Summer’s over here so I wanted to relay a success on the mixology front.  My cocktail posts get the fewest reads but, nevertheless, I have a duty to share this information with the world.

This is a simple recipe:

Juice of One Lemon

Equal Parts Creme de Cacao (white, preferably)

Pour over rocks in highball glass and top with soda water

To my great surprise, this is quite a pleasant drink.  In each sip, the more pungent lemon hits first, then you taste the chocolate as an afternote, and the two tastes merge quite well.

That being said, this is definitely a “weird” drink with a lot going on outside the recipe.  The most important is to make sure that you don’t use a “weak” lemon with little sourness.  Just taste the inside of the rind after you juice it to make sure it’s as sour as expected.

The other is that creme de cacao formulations vary quite a bit.  I use the DeKuyper’s White Creme de Cacao, which is 48 proof and pretty balanced between chocolate taste and sweetness.  I prefer and encourage in others a taste for less sweet lemonade, but if you want something closer to the typical store-bought sweetness you might want to add a little simple syrup.  48 proof also means that each glass is about a quarter to half of a standard drink, something like a low-alcohol beer at most.  You might want to test this recipe out with whatever specific brand of creme de cacao you’re using to make sure it tastes right before producing it en masse — I think the drink, while simple, requires a pretty narrow range of sweet:sour:chocolate to be palatable.

Mint Julep Idiosyncrasy

It’s hot, and you don’t like to drink the chilled rice-based swill that passes for “beer”.  What do?  Perhaps the mint julep…is right for you.

Mint julep recipes are highly variable, but have several things in common: mint, sugar, bourbon, and ice.  The IBA recipe:

6 cL Bourbon whiskey

4 mint leaves

1 teaspoon powdered sugar

2 teaspoons water

In a highball glass gently muddle the mint, sugar and water.
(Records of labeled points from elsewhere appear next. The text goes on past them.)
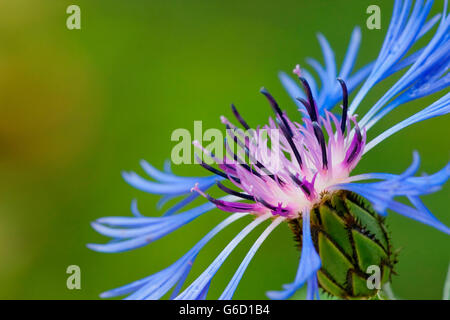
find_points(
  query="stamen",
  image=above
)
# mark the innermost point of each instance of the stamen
(304, 188)
(356, 146)
(240, 161)
(291, 144)
(214, 170)
(344, 104)
(277, 109)
(247, 152)
(239, 118)
(312, 111)
(321, 139)
(235, 193)
(277, 210)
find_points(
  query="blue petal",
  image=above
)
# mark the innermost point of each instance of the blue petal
(309, 263)
(156, 285)
(227, 294)
(136, 232)
(196, 289)
(381, 194)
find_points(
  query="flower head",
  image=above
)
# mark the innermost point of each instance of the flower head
(301, 172)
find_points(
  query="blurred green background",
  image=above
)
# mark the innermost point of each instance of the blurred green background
(79, 106)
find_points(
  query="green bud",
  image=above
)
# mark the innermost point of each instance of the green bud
(353, 244)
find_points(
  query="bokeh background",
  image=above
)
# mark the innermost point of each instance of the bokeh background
(79, 106)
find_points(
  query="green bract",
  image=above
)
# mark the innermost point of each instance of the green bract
(353, 244)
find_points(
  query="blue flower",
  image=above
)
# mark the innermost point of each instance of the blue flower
(315, 165)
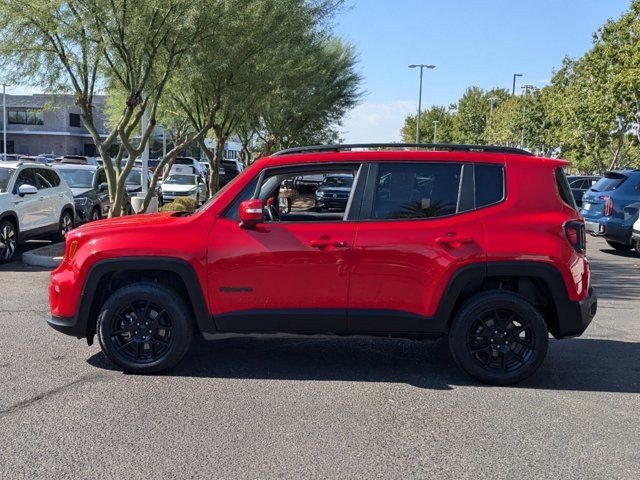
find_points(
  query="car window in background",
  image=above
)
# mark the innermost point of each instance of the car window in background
(181, 180)
(25, 177)
(133, 178)
(5, 176)
(77, 178)
(337, 181)
(610, 181)
(411, 190)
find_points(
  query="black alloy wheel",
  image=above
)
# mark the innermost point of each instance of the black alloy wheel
(8, 241)
(144, 327)
(498, 337)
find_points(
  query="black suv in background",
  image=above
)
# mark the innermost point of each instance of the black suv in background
(90, 192)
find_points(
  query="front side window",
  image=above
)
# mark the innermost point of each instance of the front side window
(5, 176)
(25, 177)
(77, 178)
(314, 196)
(416, 190)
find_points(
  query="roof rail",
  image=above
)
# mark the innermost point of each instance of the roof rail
(453, 147)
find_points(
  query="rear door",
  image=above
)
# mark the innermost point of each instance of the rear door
(417, 228)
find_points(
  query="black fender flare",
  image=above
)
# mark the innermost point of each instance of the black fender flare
(131, 264)
(567, 321)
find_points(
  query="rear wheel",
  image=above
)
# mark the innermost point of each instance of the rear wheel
(498, 337)
(619, 246)
(8, 241)
(144, 328)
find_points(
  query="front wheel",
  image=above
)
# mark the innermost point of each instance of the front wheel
(498, 337)
(144, 328)
(8, 241)
(622, 247)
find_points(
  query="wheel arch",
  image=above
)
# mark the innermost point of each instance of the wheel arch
(539, 283)
(106, 276)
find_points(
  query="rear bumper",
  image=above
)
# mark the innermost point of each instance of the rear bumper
(575, 317)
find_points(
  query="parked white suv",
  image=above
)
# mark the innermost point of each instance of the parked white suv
(34, 202)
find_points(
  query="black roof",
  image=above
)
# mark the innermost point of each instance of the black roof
(454, 147)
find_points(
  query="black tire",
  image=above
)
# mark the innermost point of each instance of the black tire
(144, 351)
(65, 224)
(622, 247)
(498, 337)
(8, 241)
(96, 214)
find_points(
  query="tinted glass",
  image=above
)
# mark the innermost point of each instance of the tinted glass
(50, 176)
(416, 190)
(565, 191)
(230, 167)
(5, 176)
(610, 181)
(181, 180)
(489, 184)
(25, 177)
(77, 178)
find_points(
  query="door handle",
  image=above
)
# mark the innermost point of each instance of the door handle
(325, 242)
(454, 241)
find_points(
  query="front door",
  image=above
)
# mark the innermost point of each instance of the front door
(414, 233)
(289, 274)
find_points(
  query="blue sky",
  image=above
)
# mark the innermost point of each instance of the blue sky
(471, 43)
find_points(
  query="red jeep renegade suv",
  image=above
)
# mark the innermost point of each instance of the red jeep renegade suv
(481, 243)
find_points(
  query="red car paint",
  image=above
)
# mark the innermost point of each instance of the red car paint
(391, 265)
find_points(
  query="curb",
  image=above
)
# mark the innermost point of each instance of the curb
(49, 256)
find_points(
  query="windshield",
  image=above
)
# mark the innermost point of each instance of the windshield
(5, 176)
(77, 178)
(181, 180)
(610, 181)
(341, 181)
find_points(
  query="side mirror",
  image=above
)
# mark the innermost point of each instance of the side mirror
(27, 190)
(251, 213)
(284, 204)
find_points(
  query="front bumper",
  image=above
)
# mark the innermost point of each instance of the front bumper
(68, 326)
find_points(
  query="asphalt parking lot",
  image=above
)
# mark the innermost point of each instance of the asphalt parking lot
(302, 408)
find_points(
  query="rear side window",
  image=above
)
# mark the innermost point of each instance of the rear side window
(610, 181)
(489, 184)
(565, 190)
(416, 190)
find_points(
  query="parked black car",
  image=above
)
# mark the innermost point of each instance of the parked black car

Fill the glass with cracked ice, add Bourbon and stir well until the glass is well frosted. Garnish with a mint sprig.

Aside from the fact that this is a triple-strong drink — which may or may not be what you want — it’s light on the mint.  I’m not sold on powdered sugar either.  By the way, in this and other julep recipes it’s assumed that the highball glass is metal, hence the “until frosted” direction.  Don’t wait for glass glasses to frost.  Silver straw optional.